I had a text table which was taking 7 min to do a 24 hour rollup (with min, max, stddev calculations and group by's) and writing into a text table... but when i tried the same after converting into orc zlib, the ending few mappers are taking more than 20-25 min .... how come text is more faster? should i change orc to snappy compression?

6 REPLIES 6

Expert Contributor

Update: i used another table which is just ORC(no compression), then it ran a little faster(10min) but i want to know how this is explained and are their any better ways?

Rising Star

Hi,

this makes sense. The data needs to be converted to ORC and compressed before being written, so it is normal that it is slower. How much slower depends on multiple factors. For sure, snappy is faster than zlib, but it takes a bit more disk space. And no compression is even faster, but again you need more disk space. The benefits of using ORC over text are multiple, though, and some of them are:

1. It requires fewer disk space;

2. You need to read less data;

3. Your queries on the resulting table will read only the columns needed (so if you have a lot of columns and you query just few of them in each query on the result table, you have a great performance gain by using ORC).

Expert Contributor

@Marco Gaido

but the source table is already ORC, why does it need to compress it before being written when it is already compressed in the source tbale... i have min, max, avg, stddev done on several columns along with grouping in the query ...

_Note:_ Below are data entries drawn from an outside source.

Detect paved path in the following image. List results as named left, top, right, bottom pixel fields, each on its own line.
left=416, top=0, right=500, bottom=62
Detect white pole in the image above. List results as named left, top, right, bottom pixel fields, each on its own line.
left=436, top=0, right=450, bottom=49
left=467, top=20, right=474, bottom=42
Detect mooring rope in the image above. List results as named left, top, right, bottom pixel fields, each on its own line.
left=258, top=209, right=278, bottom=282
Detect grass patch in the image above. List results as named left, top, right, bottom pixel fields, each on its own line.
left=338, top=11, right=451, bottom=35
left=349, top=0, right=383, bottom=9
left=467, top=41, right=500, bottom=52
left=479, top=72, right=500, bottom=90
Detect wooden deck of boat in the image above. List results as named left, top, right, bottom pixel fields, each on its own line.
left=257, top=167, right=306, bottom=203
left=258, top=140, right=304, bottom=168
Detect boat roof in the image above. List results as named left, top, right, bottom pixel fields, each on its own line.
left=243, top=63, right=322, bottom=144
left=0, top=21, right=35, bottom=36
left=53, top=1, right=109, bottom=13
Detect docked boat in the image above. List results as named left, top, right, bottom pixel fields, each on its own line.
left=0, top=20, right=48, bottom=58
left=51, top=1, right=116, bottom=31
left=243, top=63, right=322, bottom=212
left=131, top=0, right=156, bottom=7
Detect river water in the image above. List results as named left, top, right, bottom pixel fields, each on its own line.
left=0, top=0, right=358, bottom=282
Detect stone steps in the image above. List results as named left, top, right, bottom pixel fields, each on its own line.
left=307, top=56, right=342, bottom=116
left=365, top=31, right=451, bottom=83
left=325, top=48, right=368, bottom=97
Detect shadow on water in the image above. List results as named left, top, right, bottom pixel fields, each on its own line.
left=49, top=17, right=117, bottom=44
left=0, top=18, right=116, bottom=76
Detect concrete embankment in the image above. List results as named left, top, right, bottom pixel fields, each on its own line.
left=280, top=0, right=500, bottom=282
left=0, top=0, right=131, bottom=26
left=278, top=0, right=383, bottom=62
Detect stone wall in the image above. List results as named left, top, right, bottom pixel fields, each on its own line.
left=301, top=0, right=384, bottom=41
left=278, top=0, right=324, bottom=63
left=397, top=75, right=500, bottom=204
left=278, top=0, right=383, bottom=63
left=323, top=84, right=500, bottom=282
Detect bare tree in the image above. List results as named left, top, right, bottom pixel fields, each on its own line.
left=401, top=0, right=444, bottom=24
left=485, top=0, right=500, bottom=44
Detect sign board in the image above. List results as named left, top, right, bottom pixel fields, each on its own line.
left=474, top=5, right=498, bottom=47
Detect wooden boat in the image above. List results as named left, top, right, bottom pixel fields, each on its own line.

The other benefits you mentioned are understood, but i am not really sure why delay for orc table when it is usually faster than text ... everywhere it claims orc is faster.

Rising Star
@PJ

the format of the input table doesn't matter. When Spark reads a table (whatever format it has) it brings it in its internal memory representation. Then, when Spark writes the new table, it "converts" its internal representation of the result in the output format. Since the ORC format is way more complex than the text one, it will take longer to write, And even longer if it is compressed. It takes longer simply because it has more things to do in order to write the ORC file rather than a simple text file.

ORC is faster than text in reading, but it is slower in writing. The assumption is that you write the table once and then you read it many times, so the critical part is reading: therefore ORC is claimed to be faster, because in general it is more convenient. But if you are concerned about performance (and you don't care disk space) and you write only your data and never read it (not sure it makes sense to write something which is never read), than the text format is surely more performant.

Expert Contributor

@Marco Gaido

thanks for the explanation.... i have one last question ..

So, if my source is orc table and destination is text table, is the write slower because you are writing into text table?

Or, if my destination is orc table, will the write be faster?

Thanks so much!

Rising Star

No, writing to text table is faster than writing ORC, independently from what your source is. Reading, instead, is always faster from an ORC table.